2.4 Hierarchical Clustering

Agglomerative clustering builds a hierarchy (dendrogram) by repeatedly merging the closest pair of clusters. Linkage criteria: single (minimum distance), complete (maximum), average, and Ward (minimises variance increase). Cutting the dendrogram at a height yields a flat partition.

Ward’s method: At each step, merge clusters that minimise the increase in total within‑cluster variance. This is equivalent to the k‑means objective but hierarchical.

from scipy.cluster.hierarchy import dendrogram, linkage, fcluster
from sklearn.datasets import make_classification

X_hier, _ = make_classification(n_samples=40, n_features=2, n_redundant=0,
                                n_clusters_per_class=1, n_classes=3, random_state=4)

# Ward linkage
Z = linkage(X_hier, method='ward')

# Plot dendrogram
plt.figure(figsize=(12,6))
dendrogram(Z, truncate_mode='level', p=5, leaf_rotation=90, leaf_font_size=10)
plt.title('Hierarchical Clustering Dendrogram (Ward)')
plt.xlabel('Sample index (cluster size)')
plt.ylabel('Ward distance')
plt.tight_layout()
plt.savefig('dendrogram.png')
plt.close()

# Form 3 clusters by cutting at distance 7
labels_hier = fcluster(Z, t=7, criterion='distance')
print(f"Hierarchical cluster labels: {np.unique(labels_hier)}")

2.5 Gaussian Mixture Models (GMM) – Soft Clustering

GMM assumes data is generated from a mixture of $k$ Gaussian distributions with unknown parameters ${π_{j}, μ_{j}, Σ_{j}}$ . The EM algorithm estimates these parameters and yields a probability that each point belongs to each cluster (soft assignment). GMM can capture elliptical clusters of different sizes and orientations.

p (x) = \sum_{j = 1}^{k} π_{j} N (x ∣ μ_{j}, Σ_{j})

The Bayesian Information Criterion (BIC) or Akaike Information Criterion (AIC) can be used to select $k$ .
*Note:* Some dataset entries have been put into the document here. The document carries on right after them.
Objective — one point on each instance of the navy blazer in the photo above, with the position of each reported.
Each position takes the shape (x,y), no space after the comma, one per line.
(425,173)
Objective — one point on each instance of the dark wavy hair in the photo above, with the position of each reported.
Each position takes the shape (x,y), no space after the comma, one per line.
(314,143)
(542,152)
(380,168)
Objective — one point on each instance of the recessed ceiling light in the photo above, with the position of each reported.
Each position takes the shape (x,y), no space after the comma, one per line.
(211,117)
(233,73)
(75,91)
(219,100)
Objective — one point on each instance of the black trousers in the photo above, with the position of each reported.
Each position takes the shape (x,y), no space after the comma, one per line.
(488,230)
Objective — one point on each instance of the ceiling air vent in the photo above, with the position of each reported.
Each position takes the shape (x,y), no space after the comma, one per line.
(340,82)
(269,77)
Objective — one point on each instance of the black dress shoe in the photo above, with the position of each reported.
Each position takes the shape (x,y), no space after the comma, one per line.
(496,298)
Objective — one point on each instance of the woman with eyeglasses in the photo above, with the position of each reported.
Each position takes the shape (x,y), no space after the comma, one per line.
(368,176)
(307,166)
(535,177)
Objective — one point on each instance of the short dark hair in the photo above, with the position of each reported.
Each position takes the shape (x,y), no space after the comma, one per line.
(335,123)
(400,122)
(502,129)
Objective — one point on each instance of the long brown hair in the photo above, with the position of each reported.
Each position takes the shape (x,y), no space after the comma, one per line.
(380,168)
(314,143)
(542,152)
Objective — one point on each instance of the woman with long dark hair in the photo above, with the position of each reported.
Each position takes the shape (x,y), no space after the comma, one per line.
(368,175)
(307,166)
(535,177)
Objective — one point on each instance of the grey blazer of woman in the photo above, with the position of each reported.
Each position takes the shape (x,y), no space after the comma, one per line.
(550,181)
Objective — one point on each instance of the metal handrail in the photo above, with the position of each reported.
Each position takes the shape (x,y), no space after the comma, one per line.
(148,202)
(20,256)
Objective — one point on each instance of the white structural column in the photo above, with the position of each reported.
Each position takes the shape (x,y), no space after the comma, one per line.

from sklearn.mixture import GaussianMixture
from sklearn.preprocessing import StandardScaler
from sklearn.datasets import load_iris

iris = load_iris()
X_iris = iris.data
y_iris = iris.target
scaler = StandardScaler()
X_scaled = scaler.fit_transform(X_iris)

# Fit GMM with 3 components
gmm = GaussianMixture(n_components=3, random_state=42)
gmm_labels = gmm.fit_predict(X_scaled)

# Compare with true labels (for illustration only)
from sklearn.decomposition import PCA
pca = PCA(n_components=2)
X_pca = pca.fit_transform(X_scaled)

fig, axes = plt.subplots(1,2,figsize=(12,5))
axes[0].scatter(X_pca[:,0], X_pca[:,1], c=y_iris, cmap='Set1', edgecolor='k')
axes[0].set_title('True Iris species')
axes[1].scatter(X_pca[:,0], X_pca[:,1], c=gmm_labels, cmap='Set1', edgecolor='k')
axes[1].set_title('GMM clustering (unsupervised)')
plt.savefig('gmm_iris.png')
plt.close()

2.6 Spectral Clustering

Spectral clustering uses the eigenvalues (spectrum) of a similarity matrix to reduce dimensionality before clustering in fewer dimensions. It is particularly good for non‑convex clusters. Steps: construct affinity matrix (e.g., k‑nearest neighbour graph), compute Laplacian, extract eigenvectors, and run k‑means on selected eigenvectors.

from sklearn.cluster import SpectralClustering
from sklearn.datasets import make_circles

# Concentric circles
X_circle, _ = make_circles(n_samples=400, factor=0.5, noise=0.05, random_state=42)

sc = SpectralClustering(n_clusters=2, affinity='nearest_neighbors', random_state=42)
labels_spec = sc.fit_predict(X_circle)

plt.scatter(X_circle[:,0], X_circle[:,1], c=labels_spec, cmap='cool', edgecolor='k')
plt.title('Spectral clustering on circles')
plt.savefig('spectral.png')
plt.close()

2.7 Affinity Propagation, BIRCH, Mean Shift

Affinity Propagation does not require specifying the number of clusters; it sends messages between pairs until exemplars emerge. BIRCH (Balanced Iterative Reducing and Clustering using Hierarchies) is designed for large datasets by building a CF‑tree. Mean Shift shifts points towards the mode of density; it finds clusters of any shape without specifying k.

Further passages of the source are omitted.